Is Dexamethasone Effective in Preventing Nausea and Vomiting After Common Otolaryngology Procedures?
Parwane Pagano, MD, assistant professor of anesthesiology at Columbia University Medical Center in New York City, said risk factors for postoperative nausea and vomiting (PONV) include female gender, age younger than 50, the duration of the anesthesia, and the need for opioids. PONV can delay discharge and lead to unplanned hospitalizations after procedures that were planned as outpatient.
Dexamethasone is thought to work for PONV by central nervous system binding, lowering inflammatory mediators, and possibly by killing pain. Hyperglycemia can occur in patients with impaired glucose tolerance, she noted.
In one of the more recent studies, a meta-analysis of seven randomized controlled trials, including 611 patients undergoing thyroidectomy, IV dexamethasone at 5 to 10 mg, given intraoperatively with one other antiemetic drug or antacid, was associated with a lower incidence and decreased severity of PONV (Med Sci Monit. 2014;20:2837-2845). Other studies and analyses have found similar efficacy, Dr. Pagano said.
“The literature surveyed supports the administration of dexamethasone as a very effective agent for prevention of postoperative nausea and vomiting in these frequently performed procedures,” she said. An area for future research involves patients who go on to suffer nausea and vomiting in the first one to three days, even after discharge.

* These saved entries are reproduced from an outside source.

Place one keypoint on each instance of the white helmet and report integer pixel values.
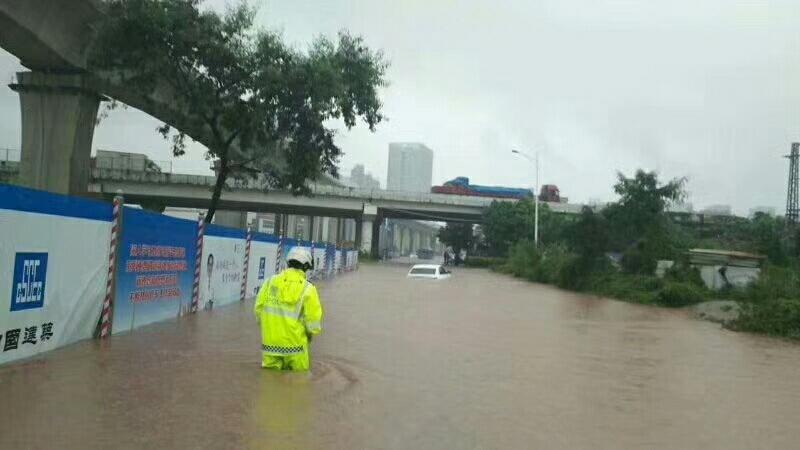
(300, 255)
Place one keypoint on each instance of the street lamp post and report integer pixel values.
(534, 160)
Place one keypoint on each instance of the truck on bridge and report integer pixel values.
(461, 186)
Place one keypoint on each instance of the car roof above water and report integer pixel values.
(425, 266)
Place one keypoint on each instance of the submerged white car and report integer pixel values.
(432, 271)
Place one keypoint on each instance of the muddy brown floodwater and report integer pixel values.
(478, 361)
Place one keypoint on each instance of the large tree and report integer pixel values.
(642, 204)
(262, 108)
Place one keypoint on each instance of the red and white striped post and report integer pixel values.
(198, 261)
(279, 256)
(313, 263)
(246, 264)
(107, 317)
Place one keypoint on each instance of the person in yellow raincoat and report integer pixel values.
(290, 313)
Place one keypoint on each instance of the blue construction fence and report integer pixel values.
(68, 281)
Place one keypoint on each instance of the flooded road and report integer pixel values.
(478, 361)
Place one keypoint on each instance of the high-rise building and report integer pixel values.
(361, 179)
(410, 167)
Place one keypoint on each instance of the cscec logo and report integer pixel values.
(30, 276)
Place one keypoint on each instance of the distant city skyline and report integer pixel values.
(410, 167)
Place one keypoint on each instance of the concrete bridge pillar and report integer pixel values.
(58, 119)
(291, 226)
(369, 230)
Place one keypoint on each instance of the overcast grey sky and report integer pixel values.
(705, 89)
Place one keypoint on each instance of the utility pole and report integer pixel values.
(793, 190)
(534, 160)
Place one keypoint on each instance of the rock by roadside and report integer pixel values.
(720, 311)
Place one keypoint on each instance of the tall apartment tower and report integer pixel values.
(410, 167)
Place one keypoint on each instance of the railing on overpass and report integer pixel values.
(107, 169)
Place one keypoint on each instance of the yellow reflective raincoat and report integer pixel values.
(289, 311)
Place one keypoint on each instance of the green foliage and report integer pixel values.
(483, 261)
(632, 288)
(678, 294)
(261, 107)
(505, 223)
(588, 236)
(523, 259)
(459, 236)
(777, 317)
(684, 273)
(774, 282)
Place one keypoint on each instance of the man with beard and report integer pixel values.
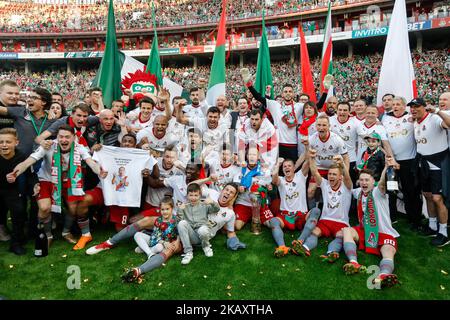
(29, 122)
(286, 116)
(156, 137)
(258, 131)
(432, 155)
(327, 144)
(213, 134)
(224, 219)
(60, 177)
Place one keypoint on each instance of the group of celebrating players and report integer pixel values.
(287, 165)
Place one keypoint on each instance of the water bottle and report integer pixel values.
(392, 180)
(41, 244)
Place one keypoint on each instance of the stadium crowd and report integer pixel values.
(171, 172)
(36, 17)
(431, 73)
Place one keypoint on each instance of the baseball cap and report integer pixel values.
(417, 102)
(373, 135)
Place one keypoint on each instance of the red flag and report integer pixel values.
(307, 80)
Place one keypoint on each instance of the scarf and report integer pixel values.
(75, 187)
(365, 158)
(289, 117)
(79, 133)
(307, 122)
(246, 180)
(368, 219)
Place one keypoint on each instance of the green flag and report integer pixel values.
(108, 75)
(263, 72)
(154, 62)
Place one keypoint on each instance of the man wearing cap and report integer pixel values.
(430, 126)
(400, 128)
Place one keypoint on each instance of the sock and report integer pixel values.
(443, 229)
(142, 241)
(152, 263)
(157, 248)
(277, 233)
(68, 222)
(311, 203)
(350, 251)
(311, 242)
(432, 222)
(310, 224)
(47, 222)
(125, 233)
(386, 266)
(83, 224)
(335, 245)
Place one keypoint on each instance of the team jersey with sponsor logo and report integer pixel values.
(400, 132)
(347, 131)
(293, 193)
(382, 206)
(327, 149)
(336, 203)
(430, 137)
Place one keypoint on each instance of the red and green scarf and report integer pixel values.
(368, 219)
(75, 175)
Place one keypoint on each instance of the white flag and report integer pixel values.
(397, 73)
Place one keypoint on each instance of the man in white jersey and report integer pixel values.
(60, 178)
(155, 138)
(327, 144)
(222, 220)
(213, 134)
(194, 110)
(286, 116)
(223, 168)
(345, 127)
(366, 127)
(444, 104)
(293, 213)
(374, 234)
(400, 129)
(337, 196)
(432, 152)
(260, 132)
(359, 110)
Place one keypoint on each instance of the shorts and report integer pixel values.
(293, 220)
(383, 239)
(119, 215)
(97, 196)
(244, 213)
(329, 228)
(150, 211)
(46, 191)
(323, 173)
(432, 183)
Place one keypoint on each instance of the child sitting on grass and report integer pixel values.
(164, 231)
(193, 223)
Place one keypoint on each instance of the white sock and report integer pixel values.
(432, 222)
(443, 229)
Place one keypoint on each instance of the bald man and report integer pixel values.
(156, 137)
(109, 131)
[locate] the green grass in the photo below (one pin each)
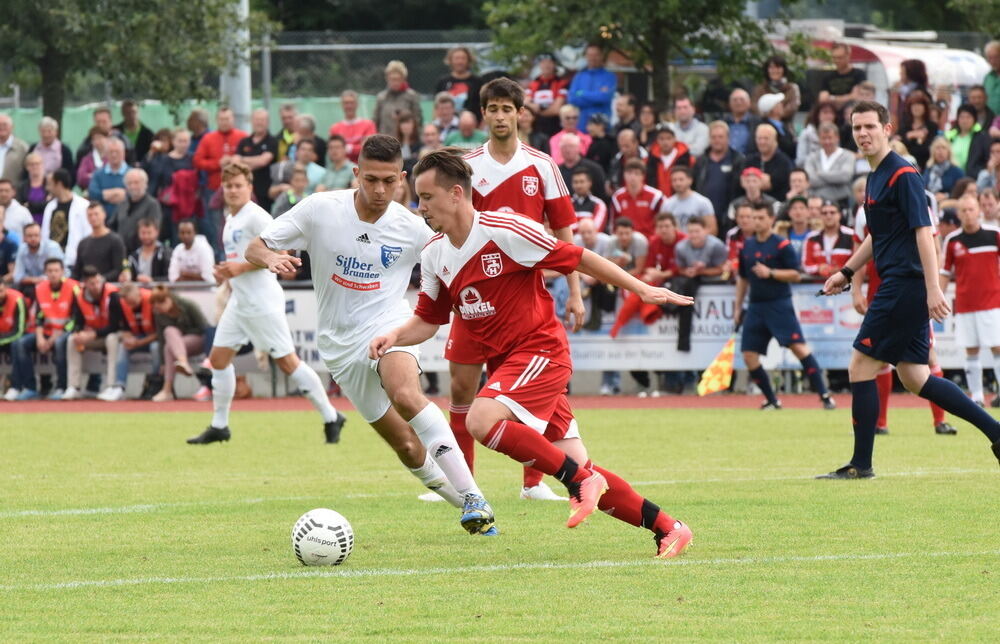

“An important question is, what is the incidence of such post-discharge nausea and vomiting, and which longer-acting additional medications might be most optimal to prevent this complication?” she said.
Are Water Precautions Necessary After Tympanoplasty Tube Placement?
After the commonly performed tympanostomy tube insertion, the traditional recommendation is that children avoid water exposure to reduce the risk of postoperative otorrhea, said Richard Goode, MD, professor of otolaryngology, emeritus, at Stanford University in Palo Alto, Calif.
But is this precaution really necessary? Not really, Dr. Goode said. He pointed to studies such as a meta-analysis that included five controlled studies with a pooled analysis of 619 patients who had undergone tube placement. None of the studies found a statistically significant difference between children who swam without ear protection and non-swimmers (Laryngoscope. 1999;109:536-540).
In another study, researchers found no differences in the overall incidence of otorrhea between swimmers and non-swimmers. They also found that a child would have to wear ear plugs for 2.8 years to prevent one episode of otorrhea.
Dr. Goode pointed out that there is extensive literature on this question, and there is room to debate about whether he focused on the right studies. But he said he has changed his mind after thinking for years that “of course” ear plugs should be worn after the procedure. “Water precautions should not be routinely advised after tube placement,” Dr. Goode said.
Thomas Collins is a freelance medical writer based in Florida.